Koleżanka kazała Panu przekazać, że jednak ma dość ról pijaków i ponuraków. Marzy, by choć raz był Pan wesoły i odprasowany.
- Będzie okazja, bo właśnie szykujemy sztukę, w której gram profesora medycyny z XIX wieku i noszę wyprasowany fartuch. Forma spektaklu będzie wzorowana na wywiadzie lekarskim. Lekarz pyta pacjenta, co mu dolega.
Chyba Pan jednak żałuje, że nim nie został.

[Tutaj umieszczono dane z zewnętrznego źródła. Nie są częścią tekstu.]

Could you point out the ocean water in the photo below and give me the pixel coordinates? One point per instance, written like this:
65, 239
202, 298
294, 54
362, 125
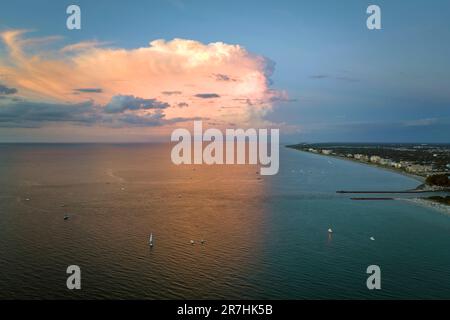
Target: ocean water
266, 237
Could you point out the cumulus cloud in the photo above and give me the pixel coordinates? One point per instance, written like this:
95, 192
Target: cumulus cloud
88, 90
120, 103
146, 72
222, 77
170, 93
4, 90
22, 113
207, 95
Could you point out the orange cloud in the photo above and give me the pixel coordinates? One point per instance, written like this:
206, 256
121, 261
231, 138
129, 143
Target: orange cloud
216, 81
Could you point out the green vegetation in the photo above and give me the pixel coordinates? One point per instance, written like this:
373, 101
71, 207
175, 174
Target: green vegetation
441, 180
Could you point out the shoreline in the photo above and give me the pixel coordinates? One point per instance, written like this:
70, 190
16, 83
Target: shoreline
401, 172
429, 203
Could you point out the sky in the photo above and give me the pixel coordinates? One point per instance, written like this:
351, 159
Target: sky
138, 69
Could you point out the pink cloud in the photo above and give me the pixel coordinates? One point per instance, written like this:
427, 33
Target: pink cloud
217, 81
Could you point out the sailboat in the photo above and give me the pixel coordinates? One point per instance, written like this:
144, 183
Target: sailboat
150, 241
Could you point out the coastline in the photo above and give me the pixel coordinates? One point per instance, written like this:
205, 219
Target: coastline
410, 175
429, 203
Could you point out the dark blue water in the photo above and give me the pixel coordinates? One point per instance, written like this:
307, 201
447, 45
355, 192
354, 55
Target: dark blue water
265, 238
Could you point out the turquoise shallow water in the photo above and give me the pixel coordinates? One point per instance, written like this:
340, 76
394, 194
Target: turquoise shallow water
265, 238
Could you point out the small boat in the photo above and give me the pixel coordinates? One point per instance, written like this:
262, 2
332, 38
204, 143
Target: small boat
150, 241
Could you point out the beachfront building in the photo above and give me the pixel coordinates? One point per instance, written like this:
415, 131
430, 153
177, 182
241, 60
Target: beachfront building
386, 162
375, 159
418, 168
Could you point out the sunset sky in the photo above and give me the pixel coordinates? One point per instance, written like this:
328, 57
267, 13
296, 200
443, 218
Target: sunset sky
138, 69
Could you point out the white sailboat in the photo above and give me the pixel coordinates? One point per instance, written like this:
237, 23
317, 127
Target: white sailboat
150, 241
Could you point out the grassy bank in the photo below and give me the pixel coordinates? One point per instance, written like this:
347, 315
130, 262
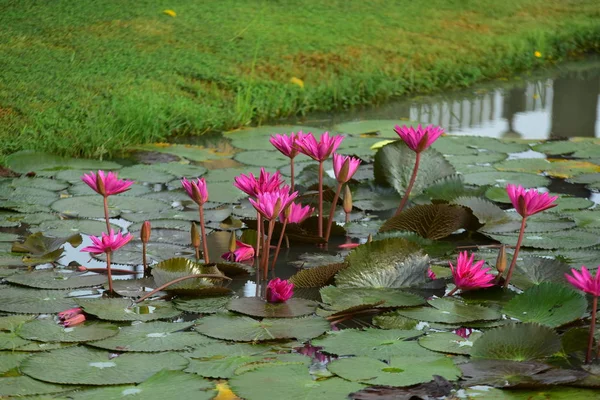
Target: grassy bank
91, 77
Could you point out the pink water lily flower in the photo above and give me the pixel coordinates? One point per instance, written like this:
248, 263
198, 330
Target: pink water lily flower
469, 276
585, 281
196, 190
529, 201
419, 139
243, 252
279, 291
296, 214
318, 150
106, 184
107, 243
271, 204
344, 167
286, 143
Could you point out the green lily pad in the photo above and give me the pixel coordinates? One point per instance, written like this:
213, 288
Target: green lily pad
30, 301
394, 164
343, 298
257, 307
376, 343
448, 342
517, 342
549, 304
451, 312
245, 329
292, 382
157, 387
153, 337
401, 371
56, 279
126, 310
394, 263
85, 366
47, 330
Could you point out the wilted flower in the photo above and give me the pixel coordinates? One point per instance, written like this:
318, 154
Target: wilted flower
279, 291
107, 243
529, 202
321, 150
196, 190
242, 253
468, 276
106, 184
419, 139
344, 167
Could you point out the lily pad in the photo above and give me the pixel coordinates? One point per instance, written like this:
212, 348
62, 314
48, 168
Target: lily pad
85, 366
47, 330
126, 310
245, 329
29, 301
153, 337
56, 279
292, 382
517, 342
401, 371
256, 307
549, 304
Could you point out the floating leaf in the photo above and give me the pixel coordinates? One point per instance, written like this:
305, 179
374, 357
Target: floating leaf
432, 221
153, 337
401, 371
245, 329
126, 310
549, 304
292, 382
47, 330
394, 164
56, 279
257, 307
85, 366
517, 342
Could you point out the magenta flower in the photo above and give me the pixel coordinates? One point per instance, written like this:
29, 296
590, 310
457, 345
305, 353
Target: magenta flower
196, 190
107, 243
321, 150
279, 291
243, 252
468, 276
296, 214
106, 184
344, 167
286, 143
529, 202
271, 204
419, 139
585, 281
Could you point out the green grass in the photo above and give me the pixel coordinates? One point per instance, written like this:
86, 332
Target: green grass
92, 77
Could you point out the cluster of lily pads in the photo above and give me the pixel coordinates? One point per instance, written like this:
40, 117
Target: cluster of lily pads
376, 308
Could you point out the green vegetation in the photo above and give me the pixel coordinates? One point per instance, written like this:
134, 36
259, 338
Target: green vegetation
90, 78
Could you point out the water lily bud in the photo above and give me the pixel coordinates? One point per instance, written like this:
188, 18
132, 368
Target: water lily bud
501, 259
195, 235
145, 233
347, 204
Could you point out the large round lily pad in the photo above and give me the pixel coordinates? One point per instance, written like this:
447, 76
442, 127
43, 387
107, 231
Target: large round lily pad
245, 329
47, 330
85, 366
154, 337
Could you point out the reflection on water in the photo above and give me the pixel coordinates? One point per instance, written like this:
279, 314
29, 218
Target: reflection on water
562, 103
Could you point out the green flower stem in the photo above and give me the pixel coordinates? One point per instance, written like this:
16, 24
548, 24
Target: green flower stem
588, 354
413, 178
203, 232
332, 211
516, 253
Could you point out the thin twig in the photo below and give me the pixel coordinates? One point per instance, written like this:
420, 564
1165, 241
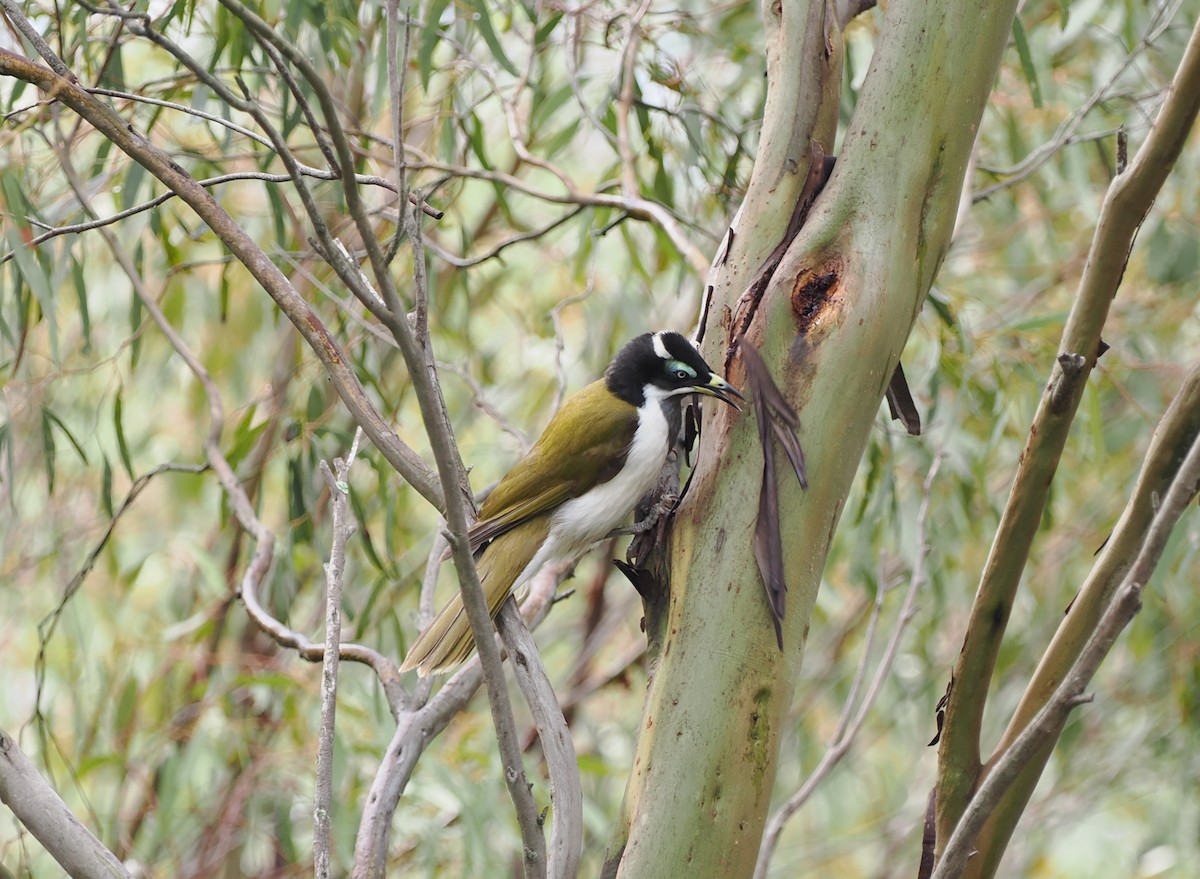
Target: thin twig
1122, 211
628, 84
1047, 724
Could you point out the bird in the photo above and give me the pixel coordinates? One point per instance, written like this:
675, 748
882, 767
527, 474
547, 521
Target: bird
600, 454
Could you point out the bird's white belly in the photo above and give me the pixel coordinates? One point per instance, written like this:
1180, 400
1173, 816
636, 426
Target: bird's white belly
589, 518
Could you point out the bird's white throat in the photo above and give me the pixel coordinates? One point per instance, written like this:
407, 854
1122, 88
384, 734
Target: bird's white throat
582, 521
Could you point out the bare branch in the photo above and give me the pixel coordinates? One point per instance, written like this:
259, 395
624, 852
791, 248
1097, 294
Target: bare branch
567, 794
337, 365
847, 730
42, 811
343, 528
628, 162
1048, 723
1122, 211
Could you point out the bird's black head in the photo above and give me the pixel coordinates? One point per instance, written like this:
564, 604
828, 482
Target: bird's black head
664, 365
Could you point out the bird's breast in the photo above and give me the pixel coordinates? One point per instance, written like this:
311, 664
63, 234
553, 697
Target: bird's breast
588, 518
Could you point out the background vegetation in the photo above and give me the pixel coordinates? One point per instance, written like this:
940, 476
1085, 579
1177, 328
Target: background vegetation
186, 739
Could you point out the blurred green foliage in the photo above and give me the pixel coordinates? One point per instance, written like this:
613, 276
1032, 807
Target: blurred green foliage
187, 740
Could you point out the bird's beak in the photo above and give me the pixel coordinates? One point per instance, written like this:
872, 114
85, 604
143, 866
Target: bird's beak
721, 389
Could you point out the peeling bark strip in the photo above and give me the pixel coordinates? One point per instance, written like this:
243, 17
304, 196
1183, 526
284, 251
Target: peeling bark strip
900, 402
775, 417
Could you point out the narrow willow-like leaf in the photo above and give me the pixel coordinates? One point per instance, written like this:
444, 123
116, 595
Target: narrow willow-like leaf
58, 423
484, 21
123, 446
1023, 52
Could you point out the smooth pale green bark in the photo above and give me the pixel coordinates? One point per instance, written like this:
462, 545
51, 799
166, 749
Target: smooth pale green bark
706, 759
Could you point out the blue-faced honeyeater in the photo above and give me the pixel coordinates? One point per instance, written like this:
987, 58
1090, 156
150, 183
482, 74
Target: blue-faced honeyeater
599, 455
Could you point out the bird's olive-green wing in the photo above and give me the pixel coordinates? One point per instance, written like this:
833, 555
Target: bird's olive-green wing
583, 446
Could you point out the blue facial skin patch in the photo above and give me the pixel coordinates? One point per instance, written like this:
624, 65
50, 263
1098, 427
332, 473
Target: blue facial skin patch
677, 368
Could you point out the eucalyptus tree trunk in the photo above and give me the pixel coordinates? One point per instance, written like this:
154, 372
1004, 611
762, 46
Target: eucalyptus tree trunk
831, 326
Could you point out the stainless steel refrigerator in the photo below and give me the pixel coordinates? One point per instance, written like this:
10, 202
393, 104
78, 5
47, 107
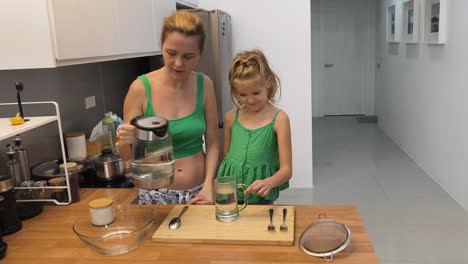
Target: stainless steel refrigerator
216, 59
217, 56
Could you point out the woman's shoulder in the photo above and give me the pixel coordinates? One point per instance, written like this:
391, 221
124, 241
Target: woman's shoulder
282, 118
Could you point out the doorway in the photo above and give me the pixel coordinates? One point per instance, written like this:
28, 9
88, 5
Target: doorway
343, 57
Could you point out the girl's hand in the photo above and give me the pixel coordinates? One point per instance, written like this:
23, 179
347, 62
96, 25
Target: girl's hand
126, 134
205, 196
260, 187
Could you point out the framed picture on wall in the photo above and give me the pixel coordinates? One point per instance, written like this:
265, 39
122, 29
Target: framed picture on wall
392, 29
411, 21
435, 21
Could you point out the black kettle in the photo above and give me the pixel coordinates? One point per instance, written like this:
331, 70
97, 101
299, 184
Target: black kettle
9, 220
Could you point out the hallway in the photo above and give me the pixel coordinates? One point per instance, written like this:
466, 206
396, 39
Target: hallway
409, 217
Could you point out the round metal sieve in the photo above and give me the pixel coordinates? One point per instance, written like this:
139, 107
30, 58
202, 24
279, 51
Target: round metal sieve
324, 238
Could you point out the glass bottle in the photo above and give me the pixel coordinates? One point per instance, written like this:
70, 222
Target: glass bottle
108, 129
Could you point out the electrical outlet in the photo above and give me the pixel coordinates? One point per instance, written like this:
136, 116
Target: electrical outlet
90, 102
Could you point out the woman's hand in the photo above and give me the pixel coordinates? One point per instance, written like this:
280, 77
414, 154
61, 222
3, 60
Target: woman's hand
260, 187
126, 134
205, 196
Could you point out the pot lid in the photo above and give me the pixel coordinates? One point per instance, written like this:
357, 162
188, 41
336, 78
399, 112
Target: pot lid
51, 169
325, 238
107, 156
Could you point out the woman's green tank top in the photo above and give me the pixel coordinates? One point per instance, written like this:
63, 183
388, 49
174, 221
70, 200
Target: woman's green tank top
187, 132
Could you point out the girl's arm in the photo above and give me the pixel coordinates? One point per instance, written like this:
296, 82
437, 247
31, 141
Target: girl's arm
133, 107
212, 145
283, 135
228, 120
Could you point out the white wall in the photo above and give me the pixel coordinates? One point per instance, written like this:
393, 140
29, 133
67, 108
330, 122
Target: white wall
282, 31
421, 100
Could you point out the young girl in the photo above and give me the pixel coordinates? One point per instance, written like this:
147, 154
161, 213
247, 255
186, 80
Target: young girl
257, 135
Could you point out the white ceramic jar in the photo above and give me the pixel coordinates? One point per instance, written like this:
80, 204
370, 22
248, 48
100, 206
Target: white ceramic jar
101, 211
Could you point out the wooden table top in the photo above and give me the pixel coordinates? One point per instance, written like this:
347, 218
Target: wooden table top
49, 238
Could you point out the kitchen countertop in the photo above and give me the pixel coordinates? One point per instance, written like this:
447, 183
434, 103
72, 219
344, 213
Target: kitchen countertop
49, 237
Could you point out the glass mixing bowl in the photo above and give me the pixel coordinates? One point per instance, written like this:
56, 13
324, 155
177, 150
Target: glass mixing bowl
125, 233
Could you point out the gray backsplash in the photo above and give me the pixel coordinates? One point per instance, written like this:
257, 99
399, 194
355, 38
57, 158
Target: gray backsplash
68, 86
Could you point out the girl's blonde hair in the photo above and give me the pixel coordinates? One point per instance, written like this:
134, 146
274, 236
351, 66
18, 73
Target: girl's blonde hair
248, 65
185, 23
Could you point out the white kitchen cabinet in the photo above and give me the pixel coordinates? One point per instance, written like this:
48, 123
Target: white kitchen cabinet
51, 33
190, 3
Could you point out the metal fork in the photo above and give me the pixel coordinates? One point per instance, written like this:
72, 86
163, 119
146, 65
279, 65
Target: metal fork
271, 226
283, 226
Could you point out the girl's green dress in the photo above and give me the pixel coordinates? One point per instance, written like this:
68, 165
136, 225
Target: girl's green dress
253, 155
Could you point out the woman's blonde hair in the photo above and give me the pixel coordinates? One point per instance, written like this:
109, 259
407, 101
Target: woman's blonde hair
251, 64
185, 23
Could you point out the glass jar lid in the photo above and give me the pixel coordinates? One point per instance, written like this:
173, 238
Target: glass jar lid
100, 203
151, 128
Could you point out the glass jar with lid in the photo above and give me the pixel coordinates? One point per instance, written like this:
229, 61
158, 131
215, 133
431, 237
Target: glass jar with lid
152, 165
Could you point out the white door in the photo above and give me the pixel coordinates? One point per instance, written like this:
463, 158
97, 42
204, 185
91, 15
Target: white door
345, 56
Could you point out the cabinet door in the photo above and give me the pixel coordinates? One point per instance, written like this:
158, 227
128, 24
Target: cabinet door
84, 28
135, 26
25, 35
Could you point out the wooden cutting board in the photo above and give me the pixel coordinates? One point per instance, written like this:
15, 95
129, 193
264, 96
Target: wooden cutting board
199, 225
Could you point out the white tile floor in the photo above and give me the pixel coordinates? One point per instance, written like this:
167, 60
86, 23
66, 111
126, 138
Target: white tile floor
409, 217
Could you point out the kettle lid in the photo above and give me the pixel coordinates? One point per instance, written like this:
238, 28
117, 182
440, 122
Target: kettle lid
150, 128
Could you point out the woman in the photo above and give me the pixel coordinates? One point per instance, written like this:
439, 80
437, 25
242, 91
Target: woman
187, 100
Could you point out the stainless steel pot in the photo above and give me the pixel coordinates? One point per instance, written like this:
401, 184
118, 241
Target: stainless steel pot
51, 169
109, 166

- Otóż nie. Oczywiście, mam pasję przyrodniczą, ale gdyby mój pacjent zmarł, popełniłbym samobójstwo. Po prostu mam przesadną empatię. Ona bardzo się przydaje w aktorstwie.
No tak, ale wywiad robię z aktorem, a tu ciągle płeć, kitle i rozmnażanie...
- A dlaczego nie? Jestem przede wszystkim mężczyzną. Mam jeszcze dla pani jedną biologiczną tezę. Dotyczy tzw. miłości od pierwszego wejrzenia.
Że nie istnieje?
- Wręcz przeciwnie. To, że jesteśmy oczarowani kimś, kogo widzimy pierwszy raz, oczarowani tym, że porusza się i mówi tak a nie inaczej... to efekt dwustu tysięcy lat selekcji partnerów. Sygnały i wrażenia, które są ważne dla przetrwania gatunku, są przekazywane w genotypie. To właśnie one "podpowiadają" mi, z kim będę miał najlepsze potomstwo, kto jest najlepszym partnerem seksualnym. Bo przecież seks jest elementem rozrodczości, który się z niej wyalienował.
Mało romantyczne.
Ale skoro tak, to miłość od pierwszego wejrzenia to najlepsza opcja...
- I jak najbardziej należy jej ulec. Jak widać, romantyzm nie jest domeną głupców!